The anniversary date for the Ceramic Joint Council national agreement, covering the UK pottery industry, is 1 August 2013, so it is a little to early to consider in detail how negotiations will pan out next year. However, the employers' side expects profitability to hold up reasonably well in the face of the generally uncertain economic climate and so the eventual settlement may end up at or around the 2.5% mark, as it did in 2012.

The local pay negotiations that have taken the place of those previously conducted under the auspices of the Building Brick and Allied Industries National Joint Council, which was disbanded during the course of the 2011/12 wage round, are heavily influenced by the fortunes of construction, in particular house building. As we have seen above, the construction sector is in the doldrums and this is likely to put a downward pressure on settlement levels, although it remains to be seen whether or not efforts by the Government to stimulate the housing sector will translate to a noticeable pick-up in activity.

Paper and printing: tough times ahead

In order to gauge the pay and industrial relations prospects for the paper, print and packaging industry, XpertHR talked to Steve Sibbald, Unite's national officer for the sector.

The past few years for the UK's printing and packaging industry have been characterised by tough times, with commercial print bearing the brunt of overcapacity and falling demand. Scanning the 2012/13 bargaining horizon, Sibbald says there is little chance of substantial change unless the economy picks up at a much faster rate than most forecasters currently predict. "Confidence in commercial print has pretty much flat-lined, and it has been in this position for a number of years now," he points out.

"Until demand picks up, it will remain tough and our bargaining power will be relatively weak. We have members standing by idle presses in both commercial print and newspapers, and employers know we as a union are not in a strong position when it comes to wage negotiations. Realistically, the only way the situation is going to change, at least in the short term, is when capacity is taken out of the industry. This is not an easy thing for a trade union to say, but it is reality," he adds.
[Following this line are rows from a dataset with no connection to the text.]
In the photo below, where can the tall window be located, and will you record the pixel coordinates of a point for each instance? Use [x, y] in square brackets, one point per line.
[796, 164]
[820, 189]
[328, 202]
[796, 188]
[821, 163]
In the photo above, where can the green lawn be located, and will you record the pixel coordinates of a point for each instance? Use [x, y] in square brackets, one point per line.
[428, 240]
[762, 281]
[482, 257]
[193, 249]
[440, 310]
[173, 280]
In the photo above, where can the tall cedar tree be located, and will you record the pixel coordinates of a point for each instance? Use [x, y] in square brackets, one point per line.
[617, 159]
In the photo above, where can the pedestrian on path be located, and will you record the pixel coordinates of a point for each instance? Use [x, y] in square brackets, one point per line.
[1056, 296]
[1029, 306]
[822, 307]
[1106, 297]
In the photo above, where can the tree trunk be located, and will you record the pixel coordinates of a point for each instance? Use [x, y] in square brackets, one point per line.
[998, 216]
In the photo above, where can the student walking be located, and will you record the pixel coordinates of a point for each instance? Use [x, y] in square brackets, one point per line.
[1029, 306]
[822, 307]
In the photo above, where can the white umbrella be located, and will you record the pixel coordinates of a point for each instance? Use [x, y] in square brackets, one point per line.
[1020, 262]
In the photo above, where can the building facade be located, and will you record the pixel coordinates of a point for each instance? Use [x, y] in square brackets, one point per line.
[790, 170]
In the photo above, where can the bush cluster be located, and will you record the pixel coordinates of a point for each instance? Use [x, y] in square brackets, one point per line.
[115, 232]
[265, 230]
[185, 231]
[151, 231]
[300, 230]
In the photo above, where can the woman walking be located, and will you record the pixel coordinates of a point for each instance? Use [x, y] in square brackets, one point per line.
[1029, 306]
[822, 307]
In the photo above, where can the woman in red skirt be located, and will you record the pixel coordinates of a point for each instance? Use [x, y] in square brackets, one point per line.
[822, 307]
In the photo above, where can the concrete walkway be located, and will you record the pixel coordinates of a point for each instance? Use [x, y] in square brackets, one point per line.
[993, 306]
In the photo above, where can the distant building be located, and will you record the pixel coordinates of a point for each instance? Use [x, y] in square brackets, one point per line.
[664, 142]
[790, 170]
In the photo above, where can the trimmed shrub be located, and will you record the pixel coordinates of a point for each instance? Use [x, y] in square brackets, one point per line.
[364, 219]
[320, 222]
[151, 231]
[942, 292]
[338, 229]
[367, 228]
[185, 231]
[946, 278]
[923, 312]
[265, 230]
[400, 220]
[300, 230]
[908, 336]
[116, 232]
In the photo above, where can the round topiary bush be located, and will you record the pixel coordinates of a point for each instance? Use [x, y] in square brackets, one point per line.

On the plus side, Sibbald says that most employers have been immune from the effects of public-sector spending cuts, save for a small minority that rely on local authority printing contracts.

The union intends to continue lodging pay claims based on headline RPI, rather than the Government's preferred CPI measure. This remains the policy of the union's print and packaging executive committee. The only deviation from this in recent years was when RPI was in negative territory in the spring of 2009, when Unite nimbly moved to CPI, before reverting back to RPI when it moved above zero towards the end of that year - a ruse that was quickly picked up on by employers.

In the continued absence of national pay negotiations with the British Print Industries Federation (BPIF), Unite, following consultations with its regional officers and its national industrial sector committee, has once again issued a model pay claim for negotiation at local company level. The union says, based on headline RPI, that a 3.8% increase "is a reasonable guide for pay settlements" and claims should reflect this.

Looking at prospects for the coming bargaining round, Sibbald anticipates it will be easier for the union to secure deals at around headline RPI by virtue of the fact that inflation is on a downward trajectory. The exception may be in commercial print, which, the union says, continues to struggle and so settlements are likely to be pitched lower than elsewhere, with real-terms pay cuts a distinct possibility. It is likely that the same situation will pertain within newsprint.

Despite the industry's undoubted problems, Sibbald says that there has been little appetite among print employers to derecognise the union. Indeed, while absolute membership has fallen, densities are increasing as employees seek protection, and he expects this trend to continue for the foreseeable future.

The outlook is better in the paper and packaging sector, Sibbald says, as it is not so burdened by overcapacity. Indeed, firms are buying up competitors and investing heavily in new plant and machinery. Here, he predicts settlement levels will at least match, and possibly exceed, headline RPI over the coming bargaining year.